Milk, meat and fruit worst affected as supermarket groceries DOUBLED in cost over last year, Which? says
The cost of some everyday groceries has more than doubled over the last year, consumer brand Which? has found.
The company analysed inflation on more than 25,000 food and drink products at eight major supermarkets – Aldi, Asda, Lidl, Morrisons, Ocado, Sainsbury’s, Tesco and Waitrose.
Which? looked at the average price of the products in the three months to the end of February 2023 compared to the same time period last year.
This comes as the UK reported that inflation had now topped 10.4 per cent, smashing expectations from the Bank of England and City analysts.
Data revealed that prices increased most at Lidl, followed by Aldi, Asda, Morrisons, Waitrose, Sainsbury’s, Tesco and then Ocado.
Which? found a range of everyday items – including milk, meat and fruit – on each supermarket’s list of groceries with the highest inflation.
The company said own-brand products were particularly hard-hit and also featured heavily on lists.
The findings showed that budget and own-brand items were subject to higher rates of inflation than premium and branded counterparts overall.
Annual inflation of popular food and drink was found to be at 16.5 per cent across the eight retailers in February. In particular, inflation on vegetables, juice drinks, smoothies and cereal rose.
According to the consumer brand’s food and drink inflation data, the average price for Asda’s Free From Special Flakes (300g) increased by 129 per cent, rising from 62p to £1.43.
Meanwhile Waitrose’s Essential Italian Mozzarella Strength 1 (drained 150g) rose from 80p to £1.77, a 121 per cent increase.
Morrison’s Free From Corn Flakes (300g) also rose significantly from 60p to £1.29 (115 per cent).

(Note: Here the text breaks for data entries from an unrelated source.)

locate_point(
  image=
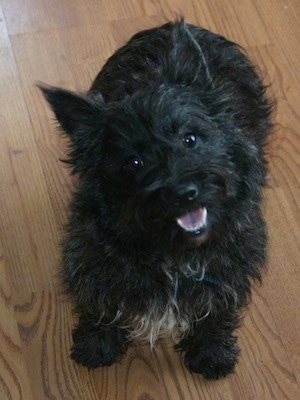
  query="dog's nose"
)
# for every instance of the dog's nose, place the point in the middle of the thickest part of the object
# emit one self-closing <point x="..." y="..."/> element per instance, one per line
<point x="186" y="194"/>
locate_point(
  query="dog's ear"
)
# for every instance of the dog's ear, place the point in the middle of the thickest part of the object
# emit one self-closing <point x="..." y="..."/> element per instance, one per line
<point x="81" y="118"/>
<point x="75" y="113"/>
<point x="187" y="56"/>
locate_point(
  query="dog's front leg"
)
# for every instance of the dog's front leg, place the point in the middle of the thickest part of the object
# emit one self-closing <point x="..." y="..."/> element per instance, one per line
<point x="97" y="344"/>
<point x="210" y="348"/>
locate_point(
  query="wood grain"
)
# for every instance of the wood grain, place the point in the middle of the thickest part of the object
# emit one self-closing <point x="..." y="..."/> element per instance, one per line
<point x="65" y="43"/>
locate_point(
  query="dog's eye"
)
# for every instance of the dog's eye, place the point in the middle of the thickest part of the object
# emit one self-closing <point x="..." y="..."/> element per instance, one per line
<point x="190" y="140"/>
<point x="134" y="164"/>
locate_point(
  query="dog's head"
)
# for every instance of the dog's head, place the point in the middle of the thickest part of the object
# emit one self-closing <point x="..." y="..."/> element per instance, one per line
<point x="165" y="167"/>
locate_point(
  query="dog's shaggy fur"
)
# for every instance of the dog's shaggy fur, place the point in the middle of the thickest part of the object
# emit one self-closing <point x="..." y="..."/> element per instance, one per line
<point x="165" y="231"/>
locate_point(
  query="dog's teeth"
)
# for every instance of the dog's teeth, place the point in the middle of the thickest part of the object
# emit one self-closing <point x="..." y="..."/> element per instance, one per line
<point x="194" y="220"/>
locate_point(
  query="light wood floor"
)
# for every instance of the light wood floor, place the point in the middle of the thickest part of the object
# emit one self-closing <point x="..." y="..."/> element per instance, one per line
<point x="65" y="43"/>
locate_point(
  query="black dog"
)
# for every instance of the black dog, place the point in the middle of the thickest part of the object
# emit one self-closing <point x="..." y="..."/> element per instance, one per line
<point x="165" y="232"/>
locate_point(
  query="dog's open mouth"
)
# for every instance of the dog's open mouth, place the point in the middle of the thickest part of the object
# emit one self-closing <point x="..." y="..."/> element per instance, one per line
<point x="194" y="221"/>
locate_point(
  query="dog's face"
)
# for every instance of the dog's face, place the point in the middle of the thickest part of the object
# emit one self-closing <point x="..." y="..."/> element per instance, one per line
<point x="166" y="169"/>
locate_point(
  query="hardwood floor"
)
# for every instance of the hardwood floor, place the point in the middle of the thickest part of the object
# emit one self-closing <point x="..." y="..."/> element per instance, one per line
<point x="64" y="43"/>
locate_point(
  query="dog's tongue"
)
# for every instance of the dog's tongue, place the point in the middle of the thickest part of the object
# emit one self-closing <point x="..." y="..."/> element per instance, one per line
<point x="193" y="220"/>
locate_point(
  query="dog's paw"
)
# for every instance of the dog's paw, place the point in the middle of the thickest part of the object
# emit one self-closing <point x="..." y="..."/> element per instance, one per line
<point x="213" y="362"/>
<point x="96" y="349"/>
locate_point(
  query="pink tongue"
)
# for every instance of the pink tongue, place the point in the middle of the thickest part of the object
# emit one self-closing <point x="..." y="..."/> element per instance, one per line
<point x="191" y="220"/>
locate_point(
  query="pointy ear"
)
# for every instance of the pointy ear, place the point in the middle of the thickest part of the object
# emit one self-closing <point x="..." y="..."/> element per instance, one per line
<point x="81" y="118"/>
<point x="76" y="114"/>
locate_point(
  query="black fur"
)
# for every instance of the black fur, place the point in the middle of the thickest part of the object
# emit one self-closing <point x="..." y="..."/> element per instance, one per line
<point x="174" y="126"/>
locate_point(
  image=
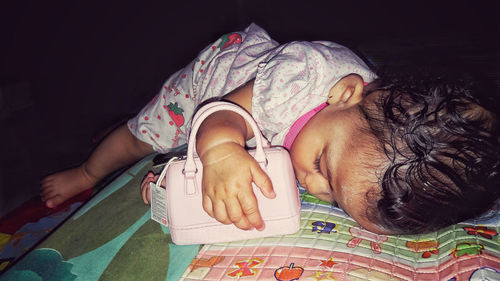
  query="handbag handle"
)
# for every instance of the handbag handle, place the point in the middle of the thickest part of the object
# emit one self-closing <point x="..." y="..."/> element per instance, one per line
<point x="190" y="169"/>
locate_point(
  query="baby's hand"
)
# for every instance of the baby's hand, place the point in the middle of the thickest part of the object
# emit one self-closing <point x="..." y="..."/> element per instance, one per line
<point x="228" y="173"/>
<point x="145" y="189"/>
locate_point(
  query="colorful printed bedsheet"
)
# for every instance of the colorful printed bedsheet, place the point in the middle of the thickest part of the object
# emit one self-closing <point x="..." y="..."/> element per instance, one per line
<point x="112" y="238"/>
<point x="331" y="246"/>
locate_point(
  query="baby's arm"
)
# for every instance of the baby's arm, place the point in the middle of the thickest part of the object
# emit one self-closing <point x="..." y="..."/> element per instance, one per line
<point x="228" y="169"/>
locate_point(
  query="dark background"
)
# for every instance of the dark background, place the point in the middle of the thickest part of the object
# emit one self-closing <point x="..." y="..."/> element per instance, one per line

Sainsbury’s Hubbard’s Foodstore Water (2L), Tesco Creamfields French Brie (200g) and Lidl’s Chene D’argent Camembert (250g) also more than doubled in price.
Sue Davies, Which? head of food policy, said: “Worryingly our tracker shows that some everyday essentials have more than doubled in price over the last year – with cheaper own-brand items particularly hard hit.
“Supermarkets need to step up and ensure everyone has easy access to basic, affordable food ranges at a store near them, particularly in areas where people are most in need.
“Retailers must also provide transparent pricing so people can easily work out which products offer the best value.”
A Lidl spokesperson said: “We are extremely concerned that since the launch of this ‘tracker’ Which? has consistently chosen to publish information that we, and other retailers, have confirmed to be incorrect. This includes data for products that we do not even sell.”
A statement from Which? said that Lidl has “failed to say what the inaccuracies are”.
An Asda spokesperson said: “We’re working hard to keep prices in check for customers despite global inflationary pressures and we remain the lowest-priced major supermarket – a position recognised by Which? in their regular monthly basket comparison which has named Asda as the cheapest supermarket for a big shop every month for the last three years.
“We recently announced we would be freezing the prices of over 500 popular branded and own label products, more than half of which are fresh meat, dairy, fruit and vegetable products until the end of May.”
A Morrison’s spokesperson said: “This is an unprecedented period of inflation and we are working hard to keep prices down and competitive for our customers while maintaining high standards and availability in all our stores.
“We recently reduced the price of 1,000 popular products and remain committed to doing all we can to help when it comes to the cost of grocery shopping.”
An Ocado spokesperson said: “We continue to support our customers by investing in price across branded and own-brand products. We’ve also recently introduced the Ocado Price Promise so customers can be sure they’re getting great value.”
A Waitrose spokesperson said: “Although no retailer is immune to inflation, particularly with dairy products comprising the majority of this basket, we’ve been working hard to keep prices as affordable as possible for our customers – and have already committed a record £100 million to lower the prices on hundreds of everyday staples.”
Aldi declined to comment.
Sainsbury’s and Tesco were contacted for comment.